Sur les conclusions à fin d’annulation et d’injonction sous astreinte :
Par un mémoire enregistré le 6 janvier 2026, M. C... A... déclare se désister des conclusions de sa requête aux fins d’annulation et d’injonction sous astreinte. Le désistement partiel de M. B... est pur et simple. Rien ne s’oppose à ce qu’il en soit donné acte.
Sur les frais de l’instance :
M. C... A... a été admis, à titre provisoire, au bénéfice de l’aide juridictionnelle. Par suite, son avocat peut se prévaloir des dispositions de l’article 37 de la loi du 10 juillet 1991. Il y a lieu, dans les circonstances de l’espèce, sous réserve que Me Rosin, avocat de M. C... A..., renonce à percevoir la somme correspondant à la part contributive de l’État et sous réserve de l’admission définitive de son client à l’aide juridictionnelle, de mettre à la charge de l’État la somme de 1 000 euros à verser à Me Rosin. Dans le cas où l’aide juridictionnelle ne lui serait pas accordée par le bureau d’aide juridictionnelle, la somme de 1 000 sera versée à M. C... A....
D E C I D E
Article 1er : M. C... A... est admis, à titre provisoire, au bénéfice de l’aide juridictionnelle.
Article 2 : Il est donné acte du désistement des conclusions de la requête de M. C... A... aux fins d’annulation et d’injonction sous astreinte.

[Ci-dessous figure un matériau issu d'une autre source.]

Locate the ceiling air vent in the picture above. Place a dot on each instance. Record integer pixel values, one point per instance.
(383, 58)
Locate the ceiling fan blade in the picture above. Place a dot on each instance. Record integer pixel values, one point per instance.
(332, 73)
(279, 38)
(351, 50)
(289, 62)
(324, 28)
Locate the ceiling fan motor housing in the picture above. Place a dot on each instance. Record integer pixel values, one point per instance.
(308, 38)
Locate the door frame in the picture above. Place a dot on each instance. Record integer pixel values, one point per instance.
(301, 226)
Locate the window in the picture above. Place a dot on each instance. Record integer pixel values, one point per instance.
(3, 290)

Article 3 : Sous réserve de l’admission définitive de M. C... A... à l’aide juridictionnelle et sous réserve que Me Rosin renonce à percevoir la somme correspondant à la part contributive de l’État, l’État versera à Me Rosin, avocat de M. C... A..., une somme de 1 000 euros en application des dispositions du deuxième alinéa de l’article 37 de la loi du 10 juillet 1991. Dans le cas où l’aide juridictionnelle ne serait pas accordée à M. C... A... par le bureau d’aide juridictionnelle, la somme de 1 000 euros sera versée à M. C... A....
Article 4 : Le présent jugement sera notifié à M. A... D... C... A..., à Me Rosin et au préfet des Hauts-de-Seine.

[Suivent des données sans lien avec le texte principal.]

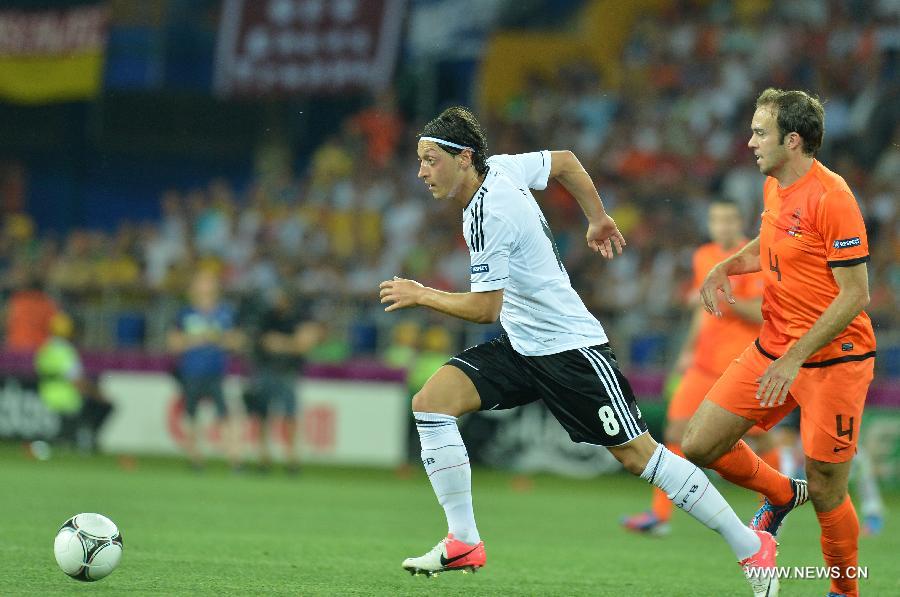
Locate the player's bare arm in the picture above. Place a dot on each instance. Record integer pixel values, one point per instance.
(477, 307)
(602, 233)
(852, 298)
(745, 261)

Délibéré après l'audience du 16 janvier 2026, à laquelle siégeaient :
Mme Mathieu, présidente,
Mme Mettetal-Maxant, première conseillère,
Mme David-Brochen, première conseillère.
Rendu public par mise à disposition au greffe le 13 février 2026.
La présidente,
signé
J. Mathieu
L’assesseure la plus ancienne,
signé
A. Mettetal-Maxant
La greffière,
signé
A. Pradeau
La République mande et ordonne au préfet des Hauts-de-Seine en ce qui le concerne ou à tous commissaires de justice à ce requis en ce qui concerne les voies de droit commun contre les parties privées, de pourvoir à l’exécution de la présente décision.